The reaction to the initiative’s passage has been a mixture of muddled and anxious. Many restaurateurs have suggested they’ll incorporate a mandatory service charge or raise prices. D.C. Council members Kenyan McDuffie and Charles Allen have introduced legislation that would excuse mandatory service charges from sales tax (allowing restaurants to get tax-free money to pay additional payroll expenses). The move has been cheered by restaurant owners who fear lost revenue, and who don’t want additional sales impacting any rental agreements that link rent to business revenue. It’s opposed by many servers and supporters of the initiative, who think it discourages tips and, since it’s technically not earmarked to staff, can end up in owners’ pockets. The Restaurant Association of Metropolitan Washington, which funded a campaign to vote no on the initiative, has said they’re open to changes that would help owners and operators.
It’s also not totally clear that the phase-out of tipped wages will have the impact that opponents suggest it will. Numerous states, including restaurant-rich Nevada, already have similar legislation in action. Saru Jayaraman, president of One Fair Wage, has been working on these issues for 20 years, backing similar measures in dozens of states and cities. She said that the fear of these measures are misplaced.
Data from the seven states that have long eliminated the tipped wage exemption show higher restaurant sales per capita and higher small business growth rates, including overall restaurant industry growth rates, since the elimination of the rule, Jayaraman noted. At a time when the restaurant industry is short of workers, and many restaurants have voluntarily raised wages to attract staff — Jayaraman said her staff has tracked 100 restaurants in D.C. alone that already pay the full minimum wage — she argues this initiative solves key labor challenges for employers.
“It’s always been the response of the Restaurant Association that, any kind of proposal for workers, the sky is going to fall, it’s gonna be terrible,” she said. “They said the same thing about banning smoking in restaurants. They said the entire industry was going to collapse.”
This wage policy shift comes at a time when Downtown D.C. itself is in flux, and in many ways, the debate speaks to larger questions of what kind of downtown comes next, and what’s the right policy to bring back vibrancy and business.

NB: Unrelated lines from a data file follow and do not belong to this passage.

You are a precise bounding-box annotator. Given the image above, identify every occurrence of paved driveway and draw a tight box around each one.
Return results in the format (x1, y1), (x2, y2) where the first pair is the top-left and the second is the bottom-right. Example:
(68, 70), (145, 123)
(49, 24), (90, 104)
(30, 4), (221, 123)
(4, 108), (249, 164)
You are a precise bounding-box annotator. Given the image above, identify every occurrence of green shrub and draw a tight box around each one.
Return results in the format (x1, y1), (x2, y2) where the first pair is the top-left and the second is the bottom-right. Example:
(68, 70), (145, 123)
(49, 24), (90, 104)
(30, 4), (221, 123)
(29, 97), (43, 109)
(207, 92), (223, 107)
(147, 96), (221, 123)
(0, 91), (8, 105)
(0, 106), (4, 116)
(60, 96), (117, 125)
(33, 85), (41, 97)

McCarthy, like many, points to residential conversion of office spaces downtown as a potential boost to downtown dining, but that’s still a ways off. He doesn’t expect dramatic change anytime soon. But that, says Corno, is where we need to head.
“It’s become clear our downtown community needs to be truly mixed-use in nature,” he said. “That comes with more residential sitting next to and besides and on top of office and hotel and everything else. Then this market is going to become incredibly dynamic.”